Goodbye to the eclectic teacher who helped us to get by with English language
John Peter Sloan, a great singer, a theatre actor, a comedian, a book writer but above all an eclectic and excellent English teacher died suddenly on 25th May (at the age of 51) for serious breathing problems while he was in his house in Melfi (Sicily).
The Birmingham-born teacher had lived in Italy for thirty years now and was working on several projects, including online lessons from the schools of English he founded based in Rome and Milan, temporarily closed due to the lockdown.
He became soon popular because he was able to teach English in the best way that is involving the students with English and a smile, trying first of all to create an emotional and human bridge between English and Italian culture. That bridge then made access to English grammar more agile which, according to John, is often taught in a peremptory and boring way in Italian schools.
He landed in Milan for the first time in 1990 with his band “The Max” with which he had several concerts scheduled. As soon as he set foot at Linate airport, John noticed that “people didn’t talk, they screamed. Since than he decided that the “Belpaese” would become his new home.
He was immediately one of Zelig’s (the stand-up comedian broadcasted on the Italian channel Italia 1) most loved faces. His English lessons became a cult.
The success came in 2010 with the publication of an English tailor-made course for Italian speakers that became the Best Seller “Instant English”, with the sale of about 300 thousand copies of the first edition. All the gains were then reinvested in the schools of English he founded and directed.
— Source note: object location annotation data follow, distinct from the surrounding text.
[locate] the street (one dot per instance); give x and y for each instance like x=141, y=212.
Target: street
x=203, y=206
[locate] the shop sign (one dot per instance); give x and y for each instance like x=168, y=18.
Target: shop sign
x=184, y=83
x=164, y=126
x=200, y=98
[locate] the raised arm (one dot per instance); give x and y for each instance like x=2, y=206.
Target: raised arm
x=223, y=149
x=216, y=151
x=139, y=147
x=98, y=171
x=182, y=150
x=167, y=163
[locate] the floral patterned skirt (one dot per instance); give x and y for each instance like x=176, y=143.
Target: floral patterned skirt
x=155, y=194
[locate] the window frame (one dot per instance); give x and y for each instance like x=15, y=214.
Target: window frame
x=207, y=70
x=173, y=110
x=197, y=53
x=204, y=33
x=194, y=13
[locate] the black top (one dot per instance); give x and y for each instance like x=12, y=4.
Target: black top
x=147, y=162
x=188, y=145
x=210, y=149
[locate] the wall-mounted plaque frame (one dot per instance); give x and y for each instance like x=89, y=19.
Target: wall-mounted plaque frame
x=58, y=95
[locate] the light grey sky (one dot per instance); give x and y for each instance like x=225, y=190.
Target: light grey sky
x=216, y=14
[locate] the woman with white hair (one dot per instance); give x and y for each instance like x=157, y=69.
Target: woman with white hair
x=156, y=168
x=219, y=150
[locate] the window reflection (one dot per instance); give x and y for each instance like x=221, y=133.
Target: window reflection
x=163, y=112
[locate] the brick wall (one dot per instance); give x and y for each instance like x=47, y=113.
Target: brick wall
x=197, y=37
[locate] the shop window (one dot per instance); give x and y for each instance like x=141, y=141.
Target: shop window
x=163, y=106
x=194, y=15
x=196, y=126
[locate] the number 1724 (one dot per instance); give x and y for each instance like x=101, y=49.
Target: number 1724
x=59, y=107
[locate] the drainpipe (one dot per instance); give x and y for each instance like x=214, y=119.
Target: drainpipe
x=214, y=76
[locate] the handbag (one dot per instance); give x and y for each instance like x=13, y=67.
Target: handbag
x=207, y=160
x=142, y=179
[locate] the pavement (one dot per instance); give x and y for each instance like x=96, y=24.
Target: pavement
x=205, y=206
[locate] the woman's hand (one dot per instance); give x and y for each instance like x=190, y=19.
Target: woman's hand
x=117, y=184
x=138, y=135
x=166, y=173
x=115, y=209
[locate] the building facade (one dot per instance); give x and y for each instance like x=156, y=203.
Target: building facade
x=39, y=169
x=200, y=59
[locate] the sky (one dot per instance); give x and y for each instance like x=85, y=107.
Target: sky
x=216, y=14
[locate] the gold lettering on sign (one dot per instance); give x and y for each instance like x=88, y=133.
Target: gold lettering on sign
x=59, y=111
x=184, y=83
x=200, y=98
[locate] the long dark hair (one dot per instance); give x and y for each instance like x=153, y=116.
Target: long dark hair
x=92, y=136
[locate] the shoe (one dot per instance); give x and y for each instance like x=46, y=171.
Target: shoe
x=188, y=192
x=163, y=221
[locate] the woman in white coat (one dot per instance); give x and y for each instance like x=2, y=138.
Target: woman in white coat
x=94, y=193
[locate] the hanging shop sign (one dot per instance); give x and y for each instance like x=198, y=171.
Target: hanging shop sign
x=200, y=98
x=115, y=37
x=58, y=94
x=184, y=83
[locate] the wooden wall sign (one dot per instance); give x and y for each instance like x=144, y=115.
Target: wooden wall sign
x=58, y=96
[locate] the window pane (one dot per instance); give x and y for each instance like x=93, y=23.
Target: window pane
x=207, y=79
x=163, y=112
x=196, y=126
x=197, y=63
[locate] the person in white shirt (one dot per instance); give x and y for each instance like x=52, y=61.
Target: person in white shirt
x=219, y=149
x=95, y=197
His famous method: the “Sloan Method” was based on irony and charisma an integrated approach with non-formal education which combined play and smile with rules and vocabulary.
We hope, as students, that his brilliant ideas, criticisms, methods and proposals can have a following and a development, always seasoned with some laughter and with the sweet memory of his figure.
And I can say that your way of teaching that was a real labour of love, is for me as you would say “a big feather in my cap”.